As a result of OTC clearing reform – Dodd-Frank, EMIR – the cost of OTC deals is clearly going to rise, and spreads and volumes are going to fall. Who can make money in a market like that?

With the cost of eligible collateral pledged to clearing houses rising – due to the shortage of collateral, cash and non-cash – banks will have no choice but to start charging customers a proper price for rental of their balance sheet, for collateral transformation and upgrade. Maybe not from day one in January 2013, because some banks may still be pricing for market share, but soon, surely?

As the market matures, price-cutters will inevitably withdraw from loss making ventures, and the price of OTC deals to the buy-side will inexorably rise to reflect the true cost. Buyers of OTC hedges will surely be more circumspect about the deals they place as a result. There will be fewer deals made, and only for risks really worth hedging – given the higher cost threshold. Volumes will fall.

That might be okay if spreads remain fat.
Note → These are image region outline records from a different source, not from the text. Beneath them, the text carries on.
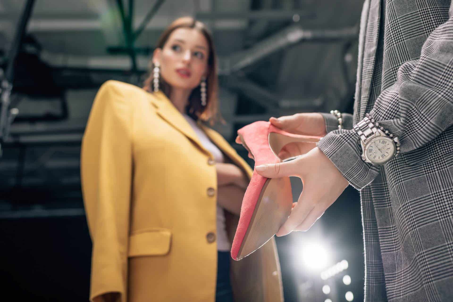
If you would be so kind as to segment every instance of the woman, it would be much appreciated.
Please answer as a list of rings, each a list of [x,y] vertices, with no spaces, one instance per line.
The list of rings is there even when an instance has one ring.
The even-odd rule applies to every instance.
[[[218,116],[216,61],[203,24],[180,18],[144,89],[109,81],[98,92],[81,164],[92,301],[282,300],[273,241],[230,265],[251,170],[203,124]]]

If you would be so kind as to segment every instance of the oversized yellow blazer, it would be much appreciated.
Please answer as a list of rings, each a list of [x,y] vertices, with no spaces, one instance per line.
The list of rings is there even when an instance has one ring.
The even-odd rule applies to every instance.
[[[210,139],[249,177],[218,133]],[[93,242],[90,299],[214,302],[217,179],[212,155],[161,93],[108,81],[93,104],[82,143],[84,202]],[[226,211],[232,240],[237,217]],[[236,302],[283,301],[273,239],[232,261]]]

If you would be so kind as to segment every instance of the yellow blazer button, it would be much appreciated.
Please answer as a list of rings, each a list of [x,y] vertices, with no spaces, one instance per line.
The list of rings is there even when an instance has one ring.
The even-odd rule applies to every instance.
[[[209,232],[206,234],[206,241],[209,243],[216,241],[216,234],[212,232]]]
[[[212,197],[216,194],[216,190],[213,188],[208,188],[207,192],[207,196],[210,197]]]

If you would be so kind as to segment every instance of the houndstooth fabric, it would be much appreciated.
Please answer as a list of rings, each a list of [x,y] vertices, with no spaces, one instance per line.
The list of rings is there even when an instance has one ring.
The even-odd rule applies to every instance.
[[[353,123],[370,112],[399,137],[401,154],[380,167],[366,163],[351,130],[318,146],[361,190],[365,301],[452,301],[450,1],[366,0],[358,66]],[[333,130],[335,118],[323,115]]]

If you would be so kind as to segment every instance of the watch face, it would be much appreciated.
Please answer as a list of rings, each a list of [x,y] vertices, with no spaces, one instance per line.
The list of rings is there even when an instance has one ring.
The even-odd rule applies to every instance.
[[[395,143],[388,137],[376,137],[367,144],[366,157],[376,164],[385,163],[391,158],[395,152]]]

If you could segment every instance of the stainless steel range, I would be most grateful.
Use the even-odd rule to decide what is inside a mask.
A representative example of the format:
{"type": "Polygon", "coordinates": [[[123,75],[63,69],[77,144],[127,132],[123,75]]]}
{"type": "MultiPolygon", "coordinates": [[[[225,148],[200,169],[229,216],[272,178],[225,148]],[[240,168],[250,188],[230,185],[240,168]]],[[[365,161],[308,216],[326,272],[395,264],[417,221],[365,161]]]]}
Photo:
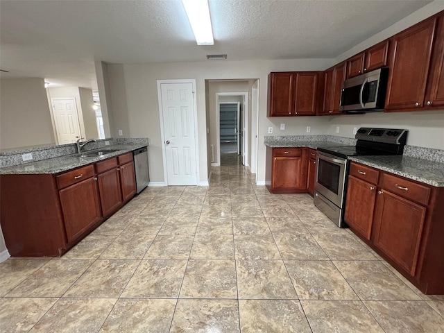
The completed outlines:
{"type": "Polygon", "coordinates": [[[356,146],[318,148],[314,205],[339,228],[343,221],[350,160],[348,156],[402,155],[408,131],[361,128],[356,146]]]}

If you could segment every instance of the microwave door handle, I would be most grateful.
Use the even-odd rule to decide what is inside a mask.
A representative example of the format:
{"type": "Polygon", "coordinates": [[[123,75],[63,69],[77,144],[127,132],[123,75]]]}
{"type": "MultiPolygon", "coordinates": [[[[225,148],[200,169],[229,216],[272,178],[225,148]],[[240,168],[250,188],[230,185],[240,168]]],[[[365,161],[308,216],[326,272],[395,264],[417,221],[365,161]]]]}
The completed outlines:
{"type": "Polygon", "coordinates": [[[366,79],[362,83],[362,85],[361,86],[361,90],[359,91],[359,103],[361,104],[361,107],[364,109],[366,108],[364,103],[364,98],[362,94],[364,94],[364,88],[366,87],[366,85],[368,83],[368,78],[366,78],[366,79]]]}

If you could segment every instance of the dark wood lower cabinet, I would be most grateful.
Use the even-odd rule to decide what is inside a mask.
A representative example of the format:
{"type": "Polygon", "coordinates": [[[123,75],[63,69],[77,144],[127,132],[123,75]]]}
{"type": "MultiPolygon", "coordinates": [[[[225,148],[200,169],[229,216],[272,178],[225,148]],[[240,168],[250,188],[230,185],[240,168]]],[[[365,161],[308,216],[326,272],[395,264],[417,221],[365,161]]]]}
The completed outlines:
{"type": "Polygon", "coordinates": [[[101,219],[97,180],[90,178],[59,191],[68,242],[101,219]]]}
{"type": "Polygon", "coordinates": [[[373,243],[400,266],[415,275],[426,208],[379,190],[373,243]]]}
{"type": "Polygon", "coordinates": [[[1,175],[0,185],[10,254],[60,257],[134,196],[133,153],[55,175],[1,175]]]}
{"type": "Polygon", "coordinates": [[[366,239],[370,239],[376,200],[376,187],[353,176],[348,178],[345,223],[366,239]]]}
{"type": "Polygon", "coordinates": [[[114,212],[122,203],[120,176],[118,169],[112,169],[97,175],[99,193],[104,216],[114,212]]]}
{"type": "Polygon", "coordinates": [[[444,187],[355,162],[350,175],[351,230],[424,293],[444,295],[444,187]]]}

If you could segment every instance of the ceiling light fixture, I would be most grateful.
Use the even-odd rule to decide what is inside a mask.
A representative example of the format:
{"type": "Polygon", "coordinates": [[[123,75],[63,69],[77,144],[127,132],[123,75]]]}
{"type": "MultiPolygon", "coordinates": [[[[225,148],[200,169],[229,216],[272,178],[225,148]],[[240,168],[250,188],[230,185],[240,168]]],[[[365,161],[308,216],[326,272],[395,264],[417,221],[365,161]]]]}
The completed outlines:
{"type": "Polygon", "coordinates": [[[182,0],[198,45],[214,45],[208,0],[182,0]]]}

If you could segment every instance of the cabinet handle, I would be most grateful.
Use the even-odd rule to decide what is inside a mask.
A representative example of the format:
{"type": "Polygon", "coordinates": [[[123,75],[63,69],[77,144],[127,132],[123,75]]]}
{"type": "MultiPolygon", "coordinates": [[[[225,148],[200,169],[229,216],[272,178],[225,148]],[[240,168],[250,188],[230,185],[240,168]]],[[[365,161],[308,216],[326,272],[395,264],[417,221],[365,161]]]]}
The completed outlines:
{"type": "Polygon", "coordinates": [[[402,186],[400,186],[398,184],[395,184],[395,186],[400,189],[403,189],[404,191],[409,191],[409,187],[402,187],[402,186]]]}

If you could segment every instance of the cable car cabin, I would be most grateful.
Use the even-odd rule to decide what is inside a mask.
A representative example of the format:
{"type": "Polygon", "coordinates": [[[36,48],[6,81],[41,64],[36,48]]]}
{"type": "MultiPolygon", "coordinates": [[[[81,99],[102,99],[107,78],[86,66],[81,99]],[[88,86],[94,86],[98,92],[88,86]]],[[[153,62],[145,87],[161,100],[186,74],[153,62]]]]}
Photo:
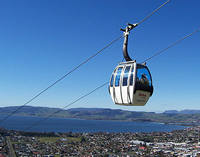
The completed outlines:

But at the same time as volumes fall, spreads will be squeezed as prices become discoverable and transparent on SEFs. That’s a tough combination.

Is there money to be made?

Yes. But only with volume. And only with uber-STP, no-touching-the-sides, zero-ops infrastructure.

Who can afford that? Not many. Numerous firms will have no choice but to invest in client clearing just to protect the customer franchise. 

Will they make money? Hmmm. What do you think?